Gang members generally range in age from 13 to 24 years old, but can be as young as 9. Gangs can include all ethnic groups. Many gang members are boys, but 10 percent of all gang members are girls and the number is growing.
There are several risk factors or conditions that increase the likelihood of a youth becoming involved with a gang.
- Lack of connection with family, community, schools, faith-based organizations.
- Living in an area with a high level of gang activity.
- Lack of a positive support system at home.
- Violence against family members.
- Exposure to TV shows, movies, video games and/or music that glorify violence.
- Lack of participation in alternative activities, such as community, school or faith-based youth programs.
- Low self-esteem and/or a sense of hopelessness about the future.
- Poor decision-making and communication skills.
- Too much unsupervised free time.
- Lack of respect for authority (parents, teachers, law enforcement officers).
- Alcohol or other drug use.
There are a number of signs that may indicate involvement with a gang or risky or delinquent behavior. The sooner concerns are responded to, the greater the opportunity to prevent a child from joining a gang. Discuss concerns with a trusted friend or a professional such as a guidance counselor, police officer, member of the clergy or human service professionals in the community.
Keep in mind, kids who pretend to be gang members or just associate with gang members are at equal or greater risk for being victims of violence as are those who are known gang members.
Signs to be aware of include:
- Withdrawing from family activities.
- Suddenly changing friends and spending time with undesirable people.
- Developing a bad attitude toward family, school and authorities.

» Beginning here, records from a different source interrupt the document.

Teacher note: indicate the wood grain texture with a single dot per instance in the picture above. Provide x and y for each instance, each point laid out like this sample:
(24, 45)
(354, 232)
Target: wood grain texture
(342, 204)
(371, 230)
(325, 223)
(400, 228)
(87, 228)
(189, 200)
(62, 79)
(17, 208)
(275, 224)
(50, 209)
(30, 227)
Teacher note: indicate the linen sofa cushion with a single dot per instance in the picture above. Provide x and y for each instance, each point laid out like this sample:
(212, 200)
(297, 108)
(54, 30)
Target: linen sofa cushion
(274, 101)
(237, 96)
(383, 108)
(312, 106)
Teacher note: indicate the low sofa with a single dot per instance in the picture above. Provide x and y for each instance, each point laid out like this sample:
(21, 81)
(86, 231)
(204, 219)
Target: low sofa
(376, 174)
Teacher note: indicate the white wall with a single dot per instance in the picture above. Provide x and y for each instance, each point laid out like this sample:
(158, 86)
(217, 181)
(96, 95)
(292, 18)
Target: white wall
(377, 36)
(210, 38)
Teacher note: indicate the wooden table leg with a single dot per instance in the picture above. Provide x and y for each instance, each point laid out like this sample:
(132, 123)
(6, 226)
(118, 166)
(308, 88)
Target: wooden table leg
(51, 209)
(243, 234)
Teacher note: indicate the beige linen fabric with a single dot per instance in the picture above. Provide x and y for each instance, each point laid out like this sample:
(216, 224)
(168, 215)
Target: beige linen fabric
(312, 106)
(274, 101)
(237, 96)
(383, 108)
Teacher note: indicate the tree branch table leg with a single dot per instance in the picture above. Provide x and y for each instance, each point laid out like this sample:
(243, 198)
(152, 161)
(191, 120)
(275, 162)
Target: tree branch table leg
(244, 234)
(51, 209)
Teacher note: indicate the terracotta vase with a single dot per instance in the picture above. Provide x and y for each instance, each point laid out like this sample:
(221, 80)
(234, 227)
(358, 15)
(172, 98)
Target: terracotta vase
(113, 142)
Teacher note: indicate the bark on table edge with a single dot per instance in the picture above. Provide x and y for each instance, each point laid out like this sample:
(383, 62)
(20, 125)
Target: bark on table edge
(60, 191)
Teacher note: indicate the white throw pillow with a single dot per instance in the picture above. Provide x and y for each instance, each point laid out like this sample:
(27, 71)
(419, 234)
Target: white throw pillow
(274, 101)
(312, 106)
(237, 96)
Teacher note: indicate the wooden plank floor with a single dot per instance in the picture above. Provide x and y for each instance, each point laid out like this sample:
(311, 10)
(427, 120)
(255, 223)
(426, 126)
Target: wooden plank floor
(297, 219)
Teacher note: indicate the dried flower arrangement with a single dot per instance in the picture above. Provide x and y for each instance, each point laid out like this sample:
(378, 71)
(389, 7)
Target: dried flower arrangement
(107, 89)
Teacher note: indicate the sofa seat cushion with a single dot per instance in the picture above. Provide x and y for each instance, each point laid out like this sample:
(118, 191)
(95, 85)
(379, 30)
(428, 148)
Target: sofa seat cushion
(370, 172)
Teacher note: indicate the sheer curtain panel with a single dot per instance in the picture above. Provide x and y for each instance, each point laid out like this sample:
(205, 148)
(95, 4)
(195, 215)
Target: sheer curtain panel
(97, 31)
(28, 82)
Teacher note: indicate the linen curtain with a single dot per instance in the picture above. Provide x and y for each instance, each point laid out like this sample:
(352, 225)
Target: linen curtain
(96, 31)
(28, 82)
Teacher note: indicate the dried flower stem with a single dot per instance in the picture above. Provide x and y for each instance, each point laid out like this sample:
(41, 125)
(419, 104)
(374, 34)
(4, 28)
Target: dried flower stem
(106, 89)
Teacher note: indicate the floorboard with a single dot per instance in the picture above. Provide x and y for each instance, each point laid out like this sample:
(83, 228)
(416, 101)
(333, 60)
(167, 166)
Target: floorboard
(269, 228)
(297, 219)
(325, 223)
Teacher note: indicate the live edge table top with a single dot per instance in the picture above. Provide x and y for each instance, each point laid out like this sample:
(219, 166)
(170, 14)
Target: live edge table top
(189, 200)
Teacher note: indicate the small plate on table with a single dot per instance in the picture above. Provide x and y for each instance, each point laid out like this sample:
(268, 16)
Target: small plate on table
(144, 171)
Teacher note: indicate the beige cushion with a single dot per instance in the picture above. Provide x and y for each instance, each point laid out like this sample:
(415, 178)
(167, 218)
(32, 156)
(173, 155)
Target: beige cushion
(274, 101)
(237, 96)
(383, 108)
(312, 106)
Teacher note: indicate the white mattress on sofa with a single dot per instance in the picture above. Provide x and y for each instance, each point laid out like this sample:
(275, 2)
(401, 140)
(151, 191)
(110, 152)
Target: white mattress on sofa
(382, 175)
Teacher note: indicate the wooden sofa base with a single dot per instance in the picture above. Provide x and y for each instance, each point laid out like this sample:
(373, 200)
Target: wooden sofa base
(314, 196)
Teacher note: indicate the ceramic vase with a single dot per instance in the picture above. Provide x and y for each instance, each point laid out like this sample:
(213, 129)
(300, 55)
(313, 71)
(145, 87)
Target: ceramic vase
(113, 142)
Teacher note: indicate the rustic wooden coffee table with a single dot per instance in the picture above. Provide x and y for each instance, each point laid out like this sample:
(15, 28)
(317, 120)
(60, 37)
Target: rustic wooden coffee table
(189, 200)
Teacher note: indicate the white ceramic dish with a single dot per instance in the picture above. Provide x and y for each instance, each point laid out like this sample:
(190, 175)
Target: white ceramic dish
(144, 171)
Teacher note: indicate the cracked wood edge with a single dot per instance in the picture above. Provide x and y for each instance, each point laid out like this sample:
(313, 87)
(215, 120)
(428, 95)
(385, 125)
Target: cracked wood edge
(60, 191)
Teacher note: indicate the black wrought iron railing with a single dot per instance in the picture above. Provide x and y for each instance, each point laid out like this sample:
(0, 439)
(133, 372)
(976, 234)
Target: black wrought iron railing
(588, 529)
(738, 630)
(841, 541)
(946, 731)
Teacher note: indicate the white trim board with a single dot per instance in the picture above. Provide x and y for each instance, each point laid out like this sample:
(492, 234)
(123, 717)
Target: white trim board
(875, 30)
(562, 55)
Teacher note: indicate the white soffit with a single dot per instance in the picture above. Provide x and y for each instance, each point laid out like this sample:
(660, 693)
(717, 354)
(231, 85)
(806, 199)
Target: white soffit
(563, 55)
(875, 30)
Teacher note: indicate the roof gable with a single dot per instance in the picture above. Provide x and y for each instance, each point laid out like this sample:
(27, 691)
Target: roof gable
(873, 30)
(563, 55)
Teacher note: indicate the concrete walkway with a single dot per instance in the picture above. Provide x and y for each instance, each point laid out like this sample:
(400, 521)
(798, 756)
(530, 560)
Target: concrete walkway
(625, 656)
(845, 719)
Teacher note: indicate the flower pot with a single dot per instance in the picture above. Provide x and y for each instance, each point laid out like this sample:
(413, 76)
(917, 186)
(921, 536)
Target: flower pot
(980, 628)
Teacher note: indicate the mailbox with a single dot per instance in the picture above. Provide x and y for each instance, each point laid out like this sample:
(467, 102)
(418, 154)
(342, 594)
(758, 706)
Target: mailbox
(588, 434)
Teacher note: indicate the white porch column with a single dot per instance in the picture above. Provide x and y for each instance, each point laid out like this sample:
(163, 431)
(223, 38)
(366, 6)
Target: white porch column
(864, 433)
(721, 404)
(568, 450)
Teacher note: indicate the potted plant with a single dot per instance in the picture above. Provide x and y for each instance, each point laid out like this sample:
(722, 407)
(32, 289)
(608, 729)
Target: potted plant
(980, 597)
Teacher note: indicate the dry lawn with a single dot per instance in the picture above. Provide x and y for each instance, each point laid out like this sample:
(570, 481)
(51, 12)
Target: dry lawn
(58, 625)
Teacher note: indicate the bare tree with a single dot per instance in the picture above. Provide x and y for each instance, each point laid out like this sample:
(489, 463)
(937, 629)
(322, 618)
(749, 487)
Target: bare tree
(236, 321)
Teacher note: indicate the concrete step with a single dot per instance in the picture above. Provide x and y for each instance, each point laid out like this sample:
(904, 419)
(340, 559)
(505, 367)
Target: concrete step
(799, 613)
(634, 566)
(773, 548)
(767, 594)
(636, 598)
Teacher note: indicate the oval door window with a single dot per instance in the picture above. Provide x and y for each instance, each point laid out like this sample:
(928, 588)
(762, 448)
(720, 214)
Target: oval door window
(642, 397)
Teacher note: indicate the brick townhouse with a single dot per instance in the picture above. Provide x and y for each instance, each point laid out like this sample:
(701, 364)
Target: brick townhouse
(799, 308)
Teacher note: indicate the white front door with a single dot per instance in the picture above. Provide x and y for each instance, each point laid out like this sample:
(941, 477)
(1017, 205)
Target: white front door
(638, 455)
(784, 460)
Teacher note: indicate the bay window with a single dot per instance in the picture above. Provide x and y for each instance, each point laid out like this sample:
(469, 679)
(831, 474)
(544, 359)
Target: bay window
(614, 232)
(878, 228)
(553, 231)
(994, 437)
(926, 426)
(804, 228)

- Sudden drop in school grades.
- Staying out later than usual.
- Wanting excessive privacy.
- Using a new nickname.
- Using hand signs.
- Using unfamiliar slang words.
- Purchasing or wanting to buy or wear clothing of all one color or style.
- Modifying clothing to indicate membership in a special group.
- Changing appearance with special haircuts, eyebrow markings or tattoos.
- Suddenly having more money or possessions.
- Using gang graffiti on folders, desks, walls and buildings.
- Drug or alcohol use evidence.
- Carrying objects that can be used as weapons.
It is possible to get out of a gang and many individuals do. However, the deeper or more involved someone is with a gang, the more difficult it is to get out.
Getting out of a gang takes time. A gang member may never verbally denounce gang membership, but can effectively discontinue his/her level of activity within the gang. Talk to a school counselor, police officer, member of the clergy or other professionals about safe options, which can include:
- Fading away by gradually becoming a less active in a gang. This is the typical method for discontinuing participation in illegal gang activity.
- Creating distance by being less available for gang activities because of a job, participation in supervised and organized recreational programs, volunteering.
- Relocating the entire family to a community that does not have heavy gang activity, so that all ties to the gang can be cut. This may be necessary in extreme cases.